Senate. When he came back to the human rights community, he enriched
our work by really knowing how to get things done inside government."
Today, Steve
is working on an independent project to promote the International
Criminal Court [ICC], an institution designed to try people for
crimes such as genocide.
"I spend
a great deal of time trying to defeat legislation introduced by
Senator Jesse Helms and Rep.Tom DeLay aimed at killing the ICC,"
he says.
Steve's office
is across from the Capitol, but despite all the anthrax incidents
in Washington a few months ago, his job is not particularly dangerous.
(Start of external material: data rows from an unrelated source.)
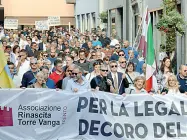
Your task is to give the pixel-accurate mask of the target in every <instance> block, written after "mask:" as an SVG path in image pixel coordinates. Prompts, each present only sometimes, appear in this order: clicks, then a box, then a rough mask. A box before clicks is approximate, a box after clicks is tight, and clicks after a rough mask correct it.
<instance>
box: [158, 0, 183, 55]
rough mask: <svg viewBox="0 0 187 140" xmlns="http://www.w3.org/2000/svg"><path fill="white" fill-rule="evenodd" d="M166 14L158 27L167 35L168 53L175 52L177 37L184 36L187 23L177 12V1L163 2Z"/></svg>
mask: <svg viewBox="0 0 187 140" xmlns="http://www.w3.org/2000/svg"><path fill="white" fill-rule="evenodd" d="M163 4H164V11H163V12H164V14H163V15H162V18H161V19H160V20H159V22H158V23H157V25H156V27H157V29H159V30H160V31H162V32H163V33H165V34H166V49H165V50H166V52H170V53H171V52H173V51H175V47H176V35H177V34H179V35H183V34H184V32H185V29H184V28H185V27H186V26H185V25H186V22H185V20H184V17H183V16H182V15H181V14H180V13H179V12H178V11H177V1H176V0H163Z"/></svg>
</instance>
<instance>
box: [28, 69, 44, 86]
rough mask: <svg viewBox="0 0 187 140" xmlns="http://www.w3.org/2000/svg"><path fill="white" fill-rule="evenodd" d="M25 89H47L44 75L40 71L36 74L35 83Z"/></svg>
mask: <svg viewBox="0 0 187 140" xmlns="http://www.w3.org/2000/svg"><path fill="white" fill-rule="evenodd" d="M27 88H47V86H46V80H45V74H44V73H43V72H42V71H40V72H38V73H37V74H36V82H35V83H34V84H32V85H29V86H28V87H27Z"/></svg>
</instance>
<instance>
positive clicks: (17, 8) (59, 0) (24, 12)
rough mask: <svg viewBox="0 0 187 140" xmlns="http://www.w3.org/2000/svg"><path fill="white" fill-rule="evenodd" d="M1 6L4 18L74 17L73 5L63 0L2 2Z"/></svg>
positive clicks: (23, 0)
mask: <svg viewBox="0 0 187 140" xmlns="http://www.w3.org/2000/svg"><path fill="white" fill-rule="evenodd" d="M46 1H47V2H46ZM2 5H3V7H4V9H5V16H11V17H13V16H16V17H17V16H23V17H24V16H26V17H43V16H61V17H74V5H73V4H66V1H65V0H2Z"/></svg>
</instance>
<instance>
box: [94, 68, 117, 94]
mask: <svg viewBox="0 0 187 140" xmlns="http://www.w3.org/2000/svg"><path fill="white" fill-rule="evenodd" d="M108 72H109V71H108V66H107V65H101V69H100V75H98V76H96V77H95V78H93V79H92V80H91V83H90V85H91V88H92V89H96V90H99V91H105V92H114V87H113V85H112V79H111V78H109V77H108V76H107V75H108Z"/></svg>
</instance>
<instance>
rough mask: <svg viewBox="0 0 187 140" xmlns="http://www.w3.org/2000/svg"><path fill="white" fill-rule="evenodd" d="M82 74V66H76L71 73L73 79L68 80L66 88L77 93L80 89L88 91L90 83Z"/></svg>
mask: <svg viewBox="0 0 187 140" xmlns="http://www.w3.org/2000/svg"><path fill="white" fill-rule="evenodd" d="M82 74H83V70H82V68H81V67H79V66H75V67H74V69H73V71H72V73H71V76H72V79H70V80H68V83H67V86H66V89H65V90H68V91H73V92H75V93H77V92H79V91H88V90H89V89H90V83H89V81H88V80H86V78H84V77H83V76H82Z"/></svg>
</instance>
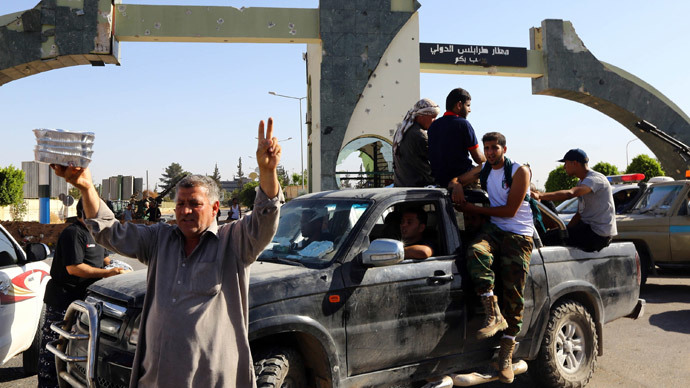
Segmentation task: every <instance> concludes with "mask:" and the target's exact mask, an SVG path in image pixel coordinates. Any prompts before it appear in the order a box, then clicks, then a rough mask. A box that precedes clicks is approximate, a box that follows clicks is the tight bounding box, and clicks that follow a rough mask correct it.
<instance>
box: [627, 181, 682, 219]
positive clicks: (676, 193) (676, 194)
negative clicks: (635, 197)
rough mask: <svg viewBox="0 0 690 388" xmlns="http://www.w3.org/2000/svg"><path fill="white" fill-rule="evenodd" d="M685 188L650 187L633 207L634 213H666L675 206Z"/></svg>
mask: <svg viewBox="0 0 690 388" xmlns="http://www.w3.org/2000/svg"><path fill="white" fill-rule="evenodd" d="M682 188H683V186H681V185H672V186H650V187H649V188H648V189H647V191H645V193H644V194H643V195H642V197H641V198H640V200H639V201H637V203H636V204H635V207H633V210H632V211H633V212H637V213H647V212H650V211H651V212H659V213H661V212H665V211H667V210H668V208H669V207H670V206H671V205H673V202H674V201H675V199H676V197H677V196H678V193H680V190H681V189H682Z"/></svg>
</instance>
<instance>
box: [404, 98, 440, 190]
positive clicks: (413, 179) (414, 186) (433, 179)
mask: <svg viewBox="0 0 690 388" xmlns="http://www.w3.org/2000/svg"><path fill="white" fill-rule="evenodd" d="M440 111H441V109H440V108H439V107H438V105H437V104H436V103H435V102H433V101H431V100H430V99H428V98H422V99H421V100H419V101H417V103H416V104H414V106H413V107H412V109H410V110H409V111H407V114H405V118H404V119H403V122H402V123H400V125H399V126H398V130H397V131H396V132H395V136H394V137H393V171H394V172H395V176H394V182H395V186H400V187H424V186H427V185H432V184H434V178H433V177H432V176H431V165H429V157H428V150H429V145H428V138H427V134H426V130H427V129H429V126H430V125H431V123H432V122H433V121H434V119H436V116H438V114H439V112H440Z"/></svg>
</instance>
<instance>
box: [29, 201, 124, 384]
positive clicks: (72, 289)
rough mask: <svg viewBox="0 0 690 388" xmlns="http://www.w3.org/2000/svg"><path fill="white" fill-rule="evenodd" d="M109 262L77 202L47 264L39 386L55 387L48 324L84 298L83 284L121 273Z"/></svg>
mask: <svg viewBox="0 0 690 388" xmlns="http://www.w3.org/2000/svg"><path fill="white" fill-rule="evenodd" d="M109 264H110V258H109V257H107V254H106V250H105V249H103V247H101V246H100V245H97V244H96V241H94V239H93V237H91V234H90V233H89V231H88V229H86V225H85V224H84V219H83V207H82V202H81V200H79V202H78V203H77V220H76V221H75V222H74V223H73V224H72V225H70V226H68V227H67V228H65V230H63V231H62V233H61V234H60V237H59V238H58V242H57V245H56V246H55V256H54V258H53V263H52V265H51V267H50V276H51V279H50V281H49V282H48V285H47V286H46V292H45V296H44V297H43V301H44V302H45V323H44V324H43V327H42V329H41V332H42V337H41V348H40V351H39V359H38V386H39V387H57V386H58V382H57V375H56V372H55V356H54V355H53V354H52V353H50V352H49V351H48V350H47V349H46V344H47V343H48V342H51V341H54V340H57V339H58V334H57V333H55V332H53V331H52V330H51V329H50V325H51V324H53V323H56V322H60V321H62V320H63V319H64V317H65V312H66V310H67V307H68V306H69V305H70V303H72V302H74V301H75V300H77V299H84V297H85V296H86V288H87V287H88V286H89V285H91V284H92V283H93V282H95V281H96V280H98V279H101V278H107V277H110V276H113V275H118V274H120V273H123V272H124V270H123V269H122V268H109V269H105V268H104V266H107V265H109Z"/></svg>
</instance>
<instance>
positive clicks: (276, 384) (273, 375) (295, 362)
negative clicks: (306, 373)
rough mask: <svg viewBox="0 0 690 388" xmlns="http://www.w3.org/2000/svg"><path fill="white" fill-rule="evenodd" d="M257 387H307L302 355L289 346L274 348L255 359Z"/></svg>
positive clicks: (298, 387)
mask: <svg viewBox="0 0 690 388" xmlns="http://www.w3.org/2000/svg"><path fill="white" fill-rule="evenodd" d="M254 372H255V373H256V386H257V388H302V387H306V386H307V383H306V380H307V379H306V376H305V372H304V360H302V355H300V354H299V352H297V351H296V350H294V349H291V348H287V347H279V348H273V349H271V350H268V351H266V352H262V353H260V354H259V355H258V357H257V359H256V360H255V361H254Z"/></svg>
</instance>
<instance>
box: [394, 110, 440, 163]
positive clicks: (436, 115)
mask: <svg viewBox="0 0 690 388" xmlns="http://www.w3.org/2000/svg"><path fill="white" fill-rule="evenodd" d="M439 113H441V108H439V107H438V105H436V103H435V102H433V101H431V100H430V99H428V98H422V99H421V100H419V101H417V103H416V104H414V106H413V107H412V109H410V110H408V111H407V114H406V115H405V118H404V119H403V122H402V123H400V125H398V130H397V131H395V136H393V153H396V152H397V150H398V146H399V145H400V142H401V141H402V139H403V137H404V136H405V131H407V130H408V129H410V127H411V126H412V124H414V122H415V121H414V119H415V117H417V116H434V117H436V116H438V114H439Z"/></svg>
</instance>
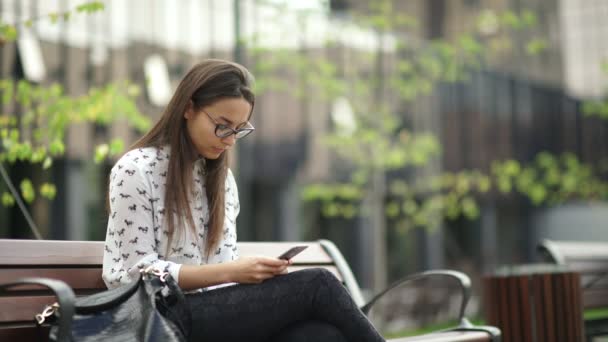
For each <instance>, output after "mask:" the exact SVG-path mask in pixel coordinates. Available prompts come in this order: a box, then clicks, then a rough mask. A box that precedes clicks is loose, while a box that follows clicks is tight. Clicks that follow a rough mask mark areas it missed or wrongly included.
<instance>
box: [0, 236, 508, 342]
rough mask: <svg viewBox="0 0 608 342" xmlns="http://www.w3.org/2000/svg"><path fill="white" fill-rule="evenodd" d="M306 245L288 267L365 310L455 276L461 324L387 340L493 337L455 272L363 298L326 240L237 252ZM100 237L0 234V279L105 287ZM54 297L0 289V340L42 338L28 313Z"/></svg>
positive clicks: (269, 249) (462, 276)
mask: <svg viewBox="0 0 608 342" xmlns="http://www.w3.org/2000/svg"><path fill="white" fill-rule="evenodd" d="M300 244H306V245H308V246H309V248H308V249H306V250H305V251H304V252H302V253H301V254H300V255H298V256H297V257H296V258H294V265H293V266H292V267H290V270H291V271H295V270H298V269H304V268H310V267H323V268H325V269H327V270H329V271H330V272H332V273H333V274H334V275H335V276H336V277H337V278H338V279H340V280H341V281H342V282H343V283H344V285H345V286H346V287H347V288H348V290H349V292H350V294H351V296H352V297H353V300H354V301H355V302H356V303H357V304H358V305H359V306H360V307H361V308H362V310H363V311H364V312H366V313H367V312H368V311H369V309H370V308H371V306H372V305H373V304H374V303H375V302H376V301H377V300H378V299H379V298H381V296H382V295H383V294H385V293H387V292H388V291H390V290H391V289H393V288H395V287H397V286H400V285H401V284H402V283H403V282H407V281H410V280H415V279H419V278H422V277H426V276H440V277H441V276H443V277H451V278H456V279H457V280H459V281H461V282H462V285H463V289H462V291H463V304H462V307H461V310H460V316H461V317H459V318H460V319H461V323H460V325H459V326H457V327H455V328H453V329H450V330H448V331H441V332H435V333H432V334H427V335H421V336H416V337H407V338H399V339H394V340H391V341H393V342H397V341H398V342H415V341H420V342H422V341H426V342H431V341H432V342H441V341H454V342H458V341H463V342H464V341H495V340H499V338H500V332H499V331H498V330H497V329H496V328H492V327H474V326H472V325H471V324H470V323H469V322H468V321H467V320H466V318H464V309H465V307H466V304H467V302H468V299H469V296H470V280H469V279H468V277H467V276H466V275H464V274H462V273H460V272H455V271H429V272H423V273H419V274H415V275H411V276H409V277H406V278H404V279H402V280H401V281H399V282H397V283H395V284H394V285H393V286H391V287H389V288H388V289H387V290H385V291H383V292H382V293H380V294H379V295H378V296H376V297H374V298H373V299H372V300H371V301H370V302H369V303H365V300H364V297H363V295H362V294H361V289H360V288H359V285H358V283H357V281H356V279H355V277H354V276H353V274H352V272H351V270H350V267H349V266H348V263H347V262H346V261H345V259H344V258H343V256H342V254H341V253H340V251H339V250H338V249H337V247H336V246H335V245H334V244H333V243H332V242H330V241H327V240H319V241H315V242H304V243H302V242H240V243H239V244H238V247H239V253H240V255H241V256H246V255H271V256H278V255H279V254H281V253H282V252H284V251H286V250H287V249H288V248H290V247H293V246H294V245H300ZM102 256H103V242H100V241H49V240H2V239H0V283H8V282H11V281H14V280H16V279H19V278H24V277H47V278H54V279H59V280H62V281H64V282H66V283H67V284H68V285H70V286H71V287H72V288H73V289H74V292H75V293H76V295H87V294H92V293H96V292H99V291H103V290H105V289H106V287H105V284H104V283H103V280H102V279H101V267H102V265H101V264H102ZM54 301H55V298H54V297H53V296H51V295H50V294H49V292H47V291H45V290H41V288H38V287H36V286H21V287H19V288H16V289H15V290H12V291H9V292H8V293H4V294H0V307H2V308H3V309H2V310H0V340H2V341H17V340H18V341H24V342H27V341H46V336H47V335H48V329H47V328H45V327H37V326H36V325H35V324H34V322H33V316H34V315H35V314H36V313H39V312H40V311H42V309H43V308H44V306H45V305H47V304H49V303H53V302H54Z"/></svg>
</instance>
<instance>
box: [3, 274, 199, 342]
mask: <svg viewBox="0 0 608 342" xmlns="http://www.w3.org/2000/svg"><path fill="white" fill-rule="evenodd" d="M22 284H38V285H43V286H46V287H48V288H50V289H51V290H52V291H53V292H54V293H55V295H56V296H57V303H55V304H52V305H49V306H47V307H46V308H45V309H44V311H43V312H42V313H40V314H38V315H36V321H37V322H38V324H39V325H41V324H43V323H45V322H46V323H50V325H51V329H50V332H49V340H50V341H56V342H81V341H82V342H88V341H112V342H114V341H116V342H122V341H125V342H126V341H138V342H139V341H141V342H155V341H159V342H160V341H169V342H183V341H186V340H187V337H188V335H189V332H190V327H191V316H190V310H189V308H188V305H187V303H186V301H185V297H184V294H183V293H182V291H181V289H180V288H179V286H178V285H177V283H176V282H175V280H174V279H173V278H172V277H171V276H170V275H169V274H168V273H167V272H162V271H158V270H155V269H151V268H148V269H146V270H142V271H141V273H140V277H139V278H138V279H136V280H134V281H133V282H131V283H130V284H128V285H124V286H122V287H119V288H116V289H112V290H107V291H104V292H100V293H97V294H94V295H90V296H85V297H79V298H75V296H74V293H73V291H72V290H71V289H70V288H69V286H67V285H66V284H65V283H63V282H61V281H57V280H52V279H44V278H26V279H22V280H20V281H17V282H14V283H11V284H5V285H2V286H0V289H2V288H7V287H11V286H17V285H22Z"/></svg>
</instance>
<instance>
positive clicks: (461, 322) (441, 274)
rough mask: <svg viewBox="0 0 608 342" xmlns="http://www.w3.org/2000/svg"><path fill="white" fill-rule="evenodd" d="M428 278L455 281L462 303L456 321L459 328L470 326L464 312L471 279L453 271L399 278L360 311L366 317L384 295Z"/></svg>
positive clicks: (463, 275)
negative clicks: (455, 281)
mask: <svg viewBox="0 0 608 342" xmlns="http://www.w3.org/2000/svg"><path fill="white" fill-rule="evenodd" d="M428 277H447V278H453V279H456V281H457V282H458V284H459V285H460V289H461V291H462V302H461V304H460V310H459V314H458V321H459V322H460V326H470V325H471V323H469V322H468V320H467V319H466V318H465V317H464V311H465V309H466V307H467V304H468V303H469V299H470V298H471V279H470V278H469V276H467V275H466V274H464V273H462V272H458V271H453V270H430V271H425V272H420V273H415V274H412V275H409V276H406V277H404V278H401V279H399V280H397V281H396V282H394V283H393V284H391V285H390V286H389V287H387V288H386V289H385V290H383V291H381V292H380V293H378V294H377V295H375V296H374V297H373V298H372V299H371V300H370V301H369V302H368V303H367V304H365V305H363V307H361V310H362V311H363V312H364V313H365V314H366V315H367V314H368V313H369V311H370V309H371V307H372V306H373V305H374V304H375V303H376V302H377V301H378V300H380V298H382V297H383V296H384V295H385V294H386V293H388V292H389V291H391V290H393V289H394V288H396V287H399V286H401V285H403V284H405V283H409V282H412V281H414V280H419V279H423V278H428Z"/></svg>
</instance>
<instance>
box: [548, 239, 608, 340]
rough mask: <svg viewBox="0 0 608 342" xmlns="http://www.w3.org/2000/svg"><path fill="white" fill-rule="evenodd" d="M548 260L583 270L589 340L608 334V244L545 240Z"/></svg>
mask: <svg viewBox="0 0 608 342" xmlns="http://www.w3.org/2000/svg"><path fill="white" fill-rule="evenodd" d="M538 250H539V252H540V253H541V255H542V257H543V258H544V259H545V261H549V262H552V263H555V264H558V265H562V266H564V267H567V268H568V269H569V270H572V271H575V272H577V273H580V275H581V277H580V287H581V291H582V302H583V308H584V310H585V311H586V314H585V316H586V317H585V333H586V336H587V340H588V341H591V340H592V339H593V338H594V337H596V336H603V335H608V243H606V242H603V243H602V242H581V241H554V240H543V241H542V242H541V243H540V244H539V246H538Z"/></svg>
He's mostly one of the office guys, a policy maker who works behind
the scenes, and when he was on campus he said that this is a lot
different than the front lines. "The people who are willing
to risk their lives for human rights and freedom abroad are the
real heroes," he said.
To illustrate
his point, he mentioned Mexican human rights activist Digna Ochoa,
who in 1999 was kidnapped and threatened with her life. In a strange
twist of fate, Digna was attacked again on the same day Steve
made these comments, just one day before Homecoming. This time,
she was shot dead.
Of course, people
like Digna Ochoa value their work enough to risk their lives for
it, and Steve has been a leading player in making the good work
they do possible. While an award from Adrian College may do little
to truly recognize his contributions, it's fitting that we honor
an alum who has served as an essential link in the hopes of oppressed
people from across the globe.
Steve and
his wife Kathryn live with their two children in Washington, D.C.